Whats every ones take on this?

http://www.eartheasy.com/article_natural_flea_control.htm


----------



## Maren Bell Jones (Jun 7, 2006)

One of the community practice attending clinicians at our teaching hospital raves about this stuff:

http://www.fleabuster.com/Products/Rx_Plus/flea_powder.html

He likes it because if you use regular boric acid (i.e.-Borax), the fleas will know and avoid it because they can sense pH in the environment, but this stuff is apparently neutral . And it kills fleas mechanically, not with chemicals, so no getting immune to the effects.


----------



## Bob Scott (Mar 30, 2006)

My granpa swore up and dowm that he didn't have flea problems when he kept walnut leaves iin the dog house. :-k Maybe fleas didn't like green dogs.
He also claimed his cattle had fewer parisites when ranged in a walnut grove. No idea how true either was.


----------



## Emilio Rodriguez (Jan 16, 2009)

Isn't cedar chip supposed to repel something too?



> Whats every ones take on this?
> 
> http://www.eartheasy.com/article_natural_flea_control.htm


 First and foremost it's an infomercial for their supplements. A lot of good sensible analysis, I went that route myself with some chemicals and natural chemicals. I would always try to find the generic version and buy whatever it is for horses, comes out to be a fraction of the price. As far as fleas and ticks nothing worked. Then on some dogs the fleas were simply gone. I noticed that dogs can come in and be stressed out from the relocation and they'd get fleas but then they'd balance out again and have no more fleas (I feed raw). So I attributed no fleas to the dog being in good health a while back. I don't have a problem with fleas on my dog but my next door neighbor does. He owns a little white poodle. I can't see the poodle being stressed out too much even though it's one of those that try to attack everyone, she's kinda confident about it. Anyways I've seen them feed it kibble so that must be it. I don't believe it matters how many fleas you have outside.

I remember reading something strong against garlic and brewer's yeast but don't remember why it was deemed bad.

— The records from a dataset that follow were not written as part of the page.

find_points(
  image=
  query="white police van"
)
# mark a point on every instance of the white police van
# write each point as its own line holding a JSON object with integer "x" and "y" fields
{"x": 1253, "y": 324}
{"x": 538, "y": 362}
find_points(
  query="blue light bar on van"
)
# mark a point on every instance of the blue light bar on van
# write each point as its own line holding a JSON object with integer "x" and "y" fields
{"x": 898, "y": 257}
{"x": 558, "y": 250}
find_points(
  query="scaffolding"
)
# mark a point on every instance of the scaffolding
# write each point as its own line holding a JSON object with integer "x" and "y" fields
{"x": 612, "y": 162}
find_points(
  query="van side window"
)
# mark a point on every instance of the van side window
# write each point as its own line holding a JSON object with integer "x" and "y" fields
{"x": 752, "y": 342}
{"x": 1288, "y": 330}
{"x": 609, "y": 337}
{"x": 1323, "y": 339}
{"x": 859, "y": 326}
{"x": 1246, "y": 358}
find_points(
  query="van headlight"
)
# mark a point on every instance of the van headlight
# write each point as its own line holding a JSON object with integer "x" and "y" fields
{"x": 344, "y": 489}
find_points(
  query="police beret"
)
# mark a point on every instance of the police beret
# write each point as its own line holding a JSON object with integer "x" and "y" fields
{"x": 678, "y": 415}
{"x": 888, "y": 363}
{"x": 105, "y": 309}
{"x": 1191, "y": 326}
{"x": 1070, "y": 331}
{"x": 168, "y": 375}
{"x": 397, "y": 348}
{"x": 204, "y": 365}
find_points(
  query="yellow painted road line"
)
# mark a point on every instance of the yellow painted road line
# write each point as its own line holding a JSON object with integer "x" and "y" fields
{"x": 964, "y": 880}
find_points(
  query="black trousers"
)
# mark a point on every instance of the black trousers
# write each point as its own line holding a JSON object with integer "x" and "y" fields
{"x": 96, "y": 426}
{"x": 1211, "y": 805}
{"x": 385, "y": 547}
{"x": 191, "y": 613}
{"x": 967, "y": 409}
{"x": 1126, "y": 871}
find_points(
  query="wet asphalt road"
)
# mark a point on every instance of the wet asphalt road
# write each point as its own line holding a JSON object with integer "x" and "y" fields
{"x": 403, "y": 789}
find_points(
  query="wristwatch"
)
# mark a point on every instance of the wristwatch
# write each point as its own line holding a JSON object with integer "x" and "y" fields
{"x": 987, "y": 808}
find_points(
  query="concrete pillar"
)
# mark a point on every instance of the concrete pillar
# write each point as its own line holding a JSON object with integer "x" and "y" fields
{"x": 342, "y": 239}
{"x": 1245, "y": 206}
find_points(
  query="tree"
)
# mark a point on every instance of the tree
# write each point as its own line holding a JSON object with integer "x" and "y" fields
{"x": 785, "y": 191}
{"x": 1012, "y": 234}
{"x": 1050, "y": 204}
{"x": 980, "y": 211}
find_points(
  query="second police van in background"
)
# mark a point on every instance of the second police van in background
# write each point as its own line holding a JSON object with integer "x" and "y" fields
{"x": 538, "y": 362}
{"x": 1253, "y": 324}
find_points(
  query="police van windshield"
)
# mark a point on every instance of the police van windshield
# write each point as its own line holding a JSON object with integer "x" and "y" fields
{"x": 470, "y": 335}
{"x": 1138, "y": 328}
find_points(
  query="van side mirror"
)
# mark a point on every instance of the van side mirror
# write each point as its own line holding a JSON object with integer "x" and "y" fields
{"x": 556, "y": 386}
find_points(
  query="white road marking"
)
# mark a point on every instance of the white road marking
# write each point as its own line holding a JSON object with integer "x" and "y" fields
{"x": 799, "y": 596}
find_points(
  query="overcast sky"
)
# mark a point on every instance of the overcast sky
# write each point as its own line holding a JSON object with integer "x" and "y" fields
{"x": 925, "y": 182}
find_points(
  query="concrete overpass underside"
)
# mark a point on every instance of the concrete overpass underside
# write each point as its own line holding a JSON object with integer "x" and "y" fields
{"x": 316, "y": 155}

Ticks are a problem that doesn't depend on the dog's health. My only problem with the dog is ticks. I got cheap alternatives for everything else. Intestinal parasites, heart worm etc. The only thing that worked is preventic tick collar. But I hate having another collar on my dog. More so the white doesn't look good on a rott. I've thought of dying it black but I'm afraid it will do something to the active chemical. I think I'll end up doing it though, selamectin/revolution is too damn expensive still.


----------



## James Downey (Oct 27, 2008)

Emilio Rodriguez said:


> Isn't cedar chip supposed to repel something too?
> 
> 
> First and foremost it's an infomercial for their supplements. A lot of good sensible analysis, I went that route myself with some chemicals and natural chemicals. I would always try to find the generic version and buy whatever it is for horses, comes out to be a fraction of the price. As far as fleas and ticks nothing worked. Then on some dogs the fleas were simply gone. I noticed that dogs can come in and be stressed out from the relocation and they'd get fleas but then they'd balance out again and have no more fleas (I feed raw). So I attributed no fleas to the dog being in good health a while back. I don't have a problem with fleas on my dog but my next door neighbor does. He owns a little white poodle. I can't see the poodle being stressed out too much even though it's one of those that try to attack everyone, she's kinda confident about it. Anyways I've seen them feed it kibble so that must be it. I don't believe it matters how many fleas you have outside.
> ...


 
The only type of cedar that works is western red cedar. But it does have a pesticide...it's strong enough to repel sometypes of snakes. With small rodents the dust has proven lethal...so again it may or may not be safe. 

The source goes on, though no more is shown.